With respect to data preparation, organizations are loathe to truly empower nontechnical employees for many reasons, some of which are legitimate. (Can anyone say SOX?) Along these lines, David Loshin writes about conventional approaches to data preparation. In his words:
The data warehouse approach balances two key goals: organized data inclusion (a large amount of data is integrated into a single data platform), and objective presentation (data is managed in an abstract data model specifically suited for querying and reporting).

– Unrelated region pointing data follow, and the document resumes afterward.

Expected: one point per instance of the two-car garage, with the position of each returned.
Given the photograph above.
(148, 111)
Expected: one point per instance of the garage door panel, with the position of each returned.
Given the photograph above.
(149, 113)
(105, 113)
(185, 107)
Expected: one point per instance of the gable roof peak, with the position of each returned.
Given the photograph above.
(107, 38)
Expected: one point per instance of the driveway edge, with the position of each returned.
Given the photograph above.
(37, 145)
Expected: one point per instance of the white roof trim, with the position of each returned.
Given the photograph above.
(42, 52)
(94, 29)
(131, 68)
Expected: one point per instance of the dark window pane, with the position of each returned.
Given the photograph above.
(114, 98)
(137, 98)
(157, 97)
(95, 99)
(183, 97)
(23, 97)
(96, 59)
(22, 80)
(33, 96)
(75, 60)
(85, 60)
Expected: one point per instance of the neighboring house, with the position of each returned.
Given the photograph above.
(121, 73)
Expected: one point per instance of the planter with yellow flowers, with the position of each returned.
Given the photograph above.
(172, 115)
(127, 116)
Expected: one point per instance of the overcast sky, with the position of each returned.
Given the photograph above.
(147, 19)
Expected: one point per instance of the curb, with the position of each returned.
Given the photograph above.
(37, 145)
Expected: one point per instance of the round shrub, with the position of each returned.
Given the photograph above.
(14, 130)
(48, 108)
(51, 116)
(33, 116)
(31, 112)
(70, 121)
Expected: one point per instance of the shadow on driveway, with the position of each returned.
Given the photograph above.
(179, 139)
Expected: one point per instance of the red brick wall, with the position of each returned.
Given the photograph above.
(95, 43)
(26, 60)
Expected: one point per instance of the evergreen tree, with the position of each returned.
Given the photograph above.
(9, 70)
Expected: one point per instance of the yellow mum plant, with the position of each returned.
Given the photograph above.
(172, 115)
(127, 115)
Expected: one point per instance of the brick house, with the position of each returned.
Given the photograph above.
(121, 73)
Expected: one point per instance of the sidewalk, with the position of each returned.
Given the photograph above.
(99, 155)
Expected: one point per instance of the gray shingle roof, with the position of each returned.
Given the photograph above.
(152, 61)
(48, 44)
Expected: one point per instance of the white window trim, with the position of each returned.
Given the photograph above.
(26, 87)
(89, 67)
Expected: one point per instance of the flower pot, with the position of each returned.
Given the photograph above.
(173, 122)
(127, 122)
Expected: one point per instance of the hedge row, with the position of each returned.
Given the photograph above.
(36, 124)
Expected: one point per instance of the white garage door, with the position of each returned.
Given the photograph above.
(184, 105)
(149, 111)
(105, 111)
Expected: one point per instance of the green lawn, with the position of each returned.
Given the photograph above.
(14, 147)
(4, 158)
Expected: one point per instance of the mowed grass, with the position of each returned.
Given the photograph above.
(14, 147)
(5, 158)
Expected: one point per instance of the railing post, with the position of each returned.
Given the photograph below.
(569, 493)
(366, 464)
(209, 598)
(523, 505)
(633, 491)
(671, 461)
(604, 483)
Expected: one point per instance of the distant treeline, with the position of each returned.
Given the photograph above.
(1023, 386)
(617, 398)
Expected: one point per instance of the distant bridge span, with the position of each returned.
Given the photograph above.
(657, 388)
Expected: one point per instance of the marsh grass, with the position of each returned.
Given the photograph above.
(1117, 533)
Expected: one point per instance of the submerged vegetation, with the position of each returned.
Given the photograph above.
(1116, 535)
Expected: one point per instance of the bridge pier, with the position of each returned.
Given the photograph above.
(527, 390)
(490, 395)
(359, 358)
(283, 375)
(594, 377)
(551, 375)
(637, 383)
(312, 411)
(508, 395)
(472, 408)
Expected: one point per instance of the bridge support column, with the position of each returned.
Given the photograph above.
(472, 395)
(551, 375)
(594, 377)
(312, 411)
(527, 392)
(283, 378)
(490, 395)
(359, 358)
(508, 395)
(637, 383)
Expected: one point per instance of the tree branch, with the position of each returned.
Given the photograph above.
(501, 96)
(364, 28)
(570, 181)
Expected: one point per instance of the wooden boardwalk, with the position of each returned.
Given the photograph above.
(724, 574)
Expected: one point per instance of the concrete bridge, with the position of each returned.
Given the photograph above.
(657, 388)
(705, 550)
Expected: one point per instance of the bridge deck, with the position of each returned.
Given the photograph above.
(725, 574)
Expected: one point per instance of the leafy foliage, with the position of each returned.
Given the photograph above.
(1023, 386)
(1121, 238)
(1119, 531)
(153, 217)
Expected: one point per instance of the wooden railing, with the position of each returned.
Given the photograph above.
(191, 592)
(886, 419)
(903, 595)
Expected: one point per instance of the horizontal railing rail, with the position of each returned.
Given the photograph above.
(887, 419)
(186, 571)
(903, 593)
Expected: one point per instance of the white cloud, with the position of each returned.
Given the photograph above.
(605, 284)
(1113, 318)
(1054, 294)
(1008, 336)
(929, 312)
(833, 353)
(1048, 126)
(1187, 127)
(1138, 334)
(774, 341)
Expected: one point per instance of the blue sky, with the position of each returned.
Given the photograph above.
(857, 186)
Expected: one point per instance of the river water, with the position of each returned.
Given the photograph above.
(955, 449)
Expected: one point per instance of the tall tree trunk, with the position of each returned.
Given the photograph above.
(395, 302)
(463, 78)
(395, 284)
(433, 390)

Let me paraphrase. By systematizing data preparation, organizations arguably do two things. First, they minimize the risk of the rogue employee going off the reservation. Second and on a related note, they curtail the risk of uninformed – if well-intentioned – employees making mistakes. In my consulting career, I've seen a few employees run massive purge programs in production only to find out that those programs do indeed work.
Ending the blame game
To be fair, these risks aren't insignificant – but let's not overlook the costs of cementing IT's central involvement in all data preparation efforts. For one, it reinforces the toxic IT-business divide. Beyond that, it frustrates employees and costs the organization invaluable time to capitalize on time-sensitive promotions, opportunities and specials.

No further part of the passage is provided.